Perry attacks rumors, bloggers

So now that the rumors of his infidelity and impending divorce have been discredited and mostly disappeared from the discourse, Governor Perry has gone to the effort of calling in the Statesman to work up a high dudgeon and deny everything, while simultaneously trashing the state Democrats and the Burnt Orange Report for speaking about those rumors. And you know, even though politics is a very dirty business, and even though Perry was a full participant in an extremely nasty campaign in 2002, a campaign that included an allegation by the Perry camp that Tony Sanchez was directly responsible for the death of a DEA agent in Mexico, I was almost on the verge of feeling a twinge of sympathy for him. But then I read this from the Quorum Report.

What a fascinating turn of events today.

After months of the Governor’s office trying to keep the lid on trashmouth rumors, they came out swinging. Governor Perry granted a full-tilt above the fold style interview in this morning’s Austin American Statesman.
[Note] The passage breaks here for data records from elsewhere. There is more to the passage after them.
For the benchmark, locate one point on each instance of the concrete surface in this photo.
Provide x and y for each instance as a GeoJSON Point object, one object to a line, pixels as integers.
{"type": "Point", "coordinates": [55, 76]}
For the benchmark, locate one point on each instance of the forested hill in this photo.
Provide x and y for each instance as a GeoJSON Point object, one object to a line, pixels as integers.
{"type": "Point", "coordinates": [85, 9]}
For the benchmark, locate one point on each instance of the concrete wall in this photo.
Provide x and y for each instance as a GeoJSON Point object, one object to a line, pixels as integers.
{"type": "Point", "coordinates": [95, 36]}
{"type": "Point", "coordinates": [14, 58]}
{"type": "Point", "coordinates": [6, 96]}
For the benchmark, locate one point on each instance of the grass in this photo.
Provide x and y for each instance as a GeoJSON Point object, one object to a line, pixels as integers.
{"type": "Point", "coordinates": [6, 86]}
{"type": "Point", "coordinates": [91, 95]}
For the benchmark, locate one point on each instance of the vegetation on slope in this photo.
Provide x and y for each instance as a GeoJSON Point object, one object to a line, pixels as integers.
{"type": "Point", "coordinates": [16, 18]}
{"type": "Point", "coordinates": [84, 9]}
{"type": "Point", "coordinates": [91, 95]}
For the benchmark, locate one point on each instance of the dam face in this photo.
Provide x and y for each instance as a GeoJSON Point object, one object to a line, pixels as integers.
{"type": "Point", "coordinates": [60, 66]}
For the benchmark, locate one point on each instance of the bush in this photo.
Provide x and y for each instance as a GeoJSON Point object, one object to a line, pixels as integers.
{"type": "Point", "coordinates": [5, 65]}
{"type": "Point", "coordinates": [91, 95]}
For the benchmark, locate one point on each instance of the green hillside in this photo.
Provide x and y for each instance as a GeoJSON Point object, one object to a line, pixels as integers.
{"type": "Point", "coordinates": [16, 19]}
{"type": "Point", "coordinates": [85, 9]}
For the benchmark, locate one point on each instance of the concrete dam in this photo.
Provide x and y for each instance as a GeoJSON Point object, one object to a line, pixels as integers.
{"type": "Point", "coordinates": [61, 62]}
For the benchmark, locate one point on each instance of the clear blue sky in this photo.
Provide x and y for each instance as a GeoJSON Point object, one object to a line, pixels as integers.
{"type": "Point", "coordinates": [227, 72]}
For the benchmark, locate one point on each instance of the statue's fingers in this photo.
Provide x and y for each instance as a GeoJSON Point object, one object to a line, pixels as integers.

Shortly afterwards, First Lady Anita Perry issued a statement (Word doc).

Then Press Secretary Kathy Walt issued a statement (Word doc) castigating Democrats for rumor-mongering. Within minutes, Republican Party Chair Tina Benkiser issued her own statement (Word doc) blistering her Democratic counterpart for spreading the rumors at political events.

But what is remarkably curious about the turn of events is the change of attitude in the Governor’s office just as the rumor seems to have disappeared.

For well over a month, the Governor’s office had acted to suppress the story, relying on journalist’s disdain for airing sordid and unverifiable rumors.

Last week, we posted, “Enough is Enough” which was widely read and distributed in the political community.

The Governor’s press office told us that the day after the Thursday posting was the first time in weeks that they did not have to field a single call on the rumor. And press interest has been all but non-existent since then.

So why revive it and come out guns blazing on Friday, just in time to feed the Sunday editions after the story had all but disappeared.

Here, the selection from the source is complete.